Two hundred years later, playing cards made their way into Egypt. We know that because fragments from the oldest surviving playing cards were found here and believed to date back to the late Fatimid, Ayyubid, and early Mamluk periods of the 12th and 13th centuries. Four of the five surviving fragments can be found in the Keir Collection, one of the greatest post-war collections of Islamic art, now hosted by the Dallas Museum of Art in Dallas Texas; the other fragment is at in the Benaki Museum located in Athens, Greece. Interestingly, playing cards were once exported from Cairo, Alexandria, and Damascus but ceased after the fall of the Mamluks in the 16th century. Though the rules of the games they played have been lost to the ages, they are believed to be plain trick games without trumps.
Now, more than 700 years later, you’ll still find Arabs playing cards in their houses, their cars, their local cafes and even in their offices (for as the Arabs say: “غابَ القِطّ لَعِب الفَأْر”/ “ghab alqit laeib alfar” / “When the cat’s away, the mice will play”…usually tarneeb or trix).

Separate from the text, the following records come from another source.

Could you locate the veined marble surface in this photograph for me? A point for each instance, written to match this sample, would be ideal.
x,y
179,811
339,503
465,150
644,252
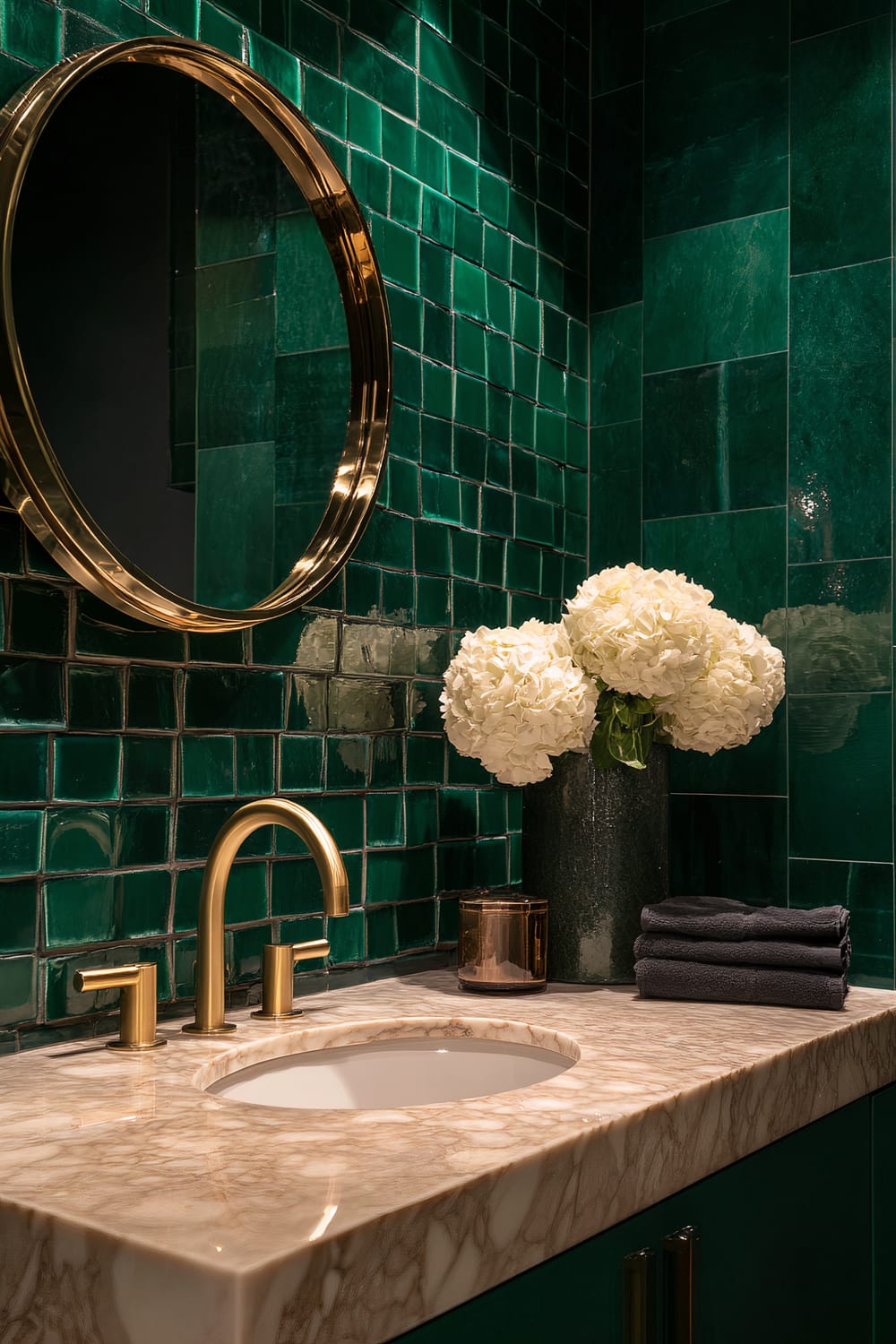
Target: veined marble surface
x,y
134,1207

Speaking of tarneeb and trix, what are these and some other card games that Arabs have been playing for the last few centuries?
Tarneeb was created by Arabs hundreds of years ago, yet it’s still the most popular card game among the Arabic speaking countries (and for some strange reason, Tanzania) today; however, trying to explain the rules and how to play tarneeb in just a few sentences of a website blog is nearly impossible. In fact, there are actually whole websites devoted to the subject, so let’s just start with a relatively simple explanation: tarneeb is popular tricks card game played among four players divided into two teams, using a standard 52-card deck of playing cards. Though tarneeb is fast-paced and high competitive, game play can last for hours.
Another one of the popular Arab card games is baloot which may or may not be related to the French card game Belote. Whatever the case, you will not find anyone in the Gulf countries who doesn’t know how to play baloot. And with the advent of downloadable apps and games to your smartphone, there is no IOS or Android device that doesn’t have this digital card game installed on it.
Also known as hand, the conquian card game is the Arabic edition of the Rummy; in fact, many countries of North Africa still call it Rummy as conquian and Rummy basically follow the same rules. Mostly popular in the Levant region, you can also find people playing it in other Middle Eastern countries, especially the Gulf. Though it’s has slower game play than tarneeb, once the game gets going, neighbors living miles away will know who’s playing and where they’re playing hand because of the loud, excited voices. Incidentally, this is usually the first card game that Arab kids learn, which means playing leads to memories of happy times spent with the family.
The trix card game (also called tricks or trex) has started to gain popularity in many houses and dorm rooms of the Middle East. Perhaps the French game Barbu is the closest card game to the modern version of trix, where the king of hearts can also determine your fate. Indeed, the kings play a very big role in this game as they decide which “kingdom” or cycle get’s played.
These four games are the most popular games throughout the Middle East region, and if you would like to learn to play them, thanks to modern technology, you can find a variety of games available for download to your smartphone to get you started.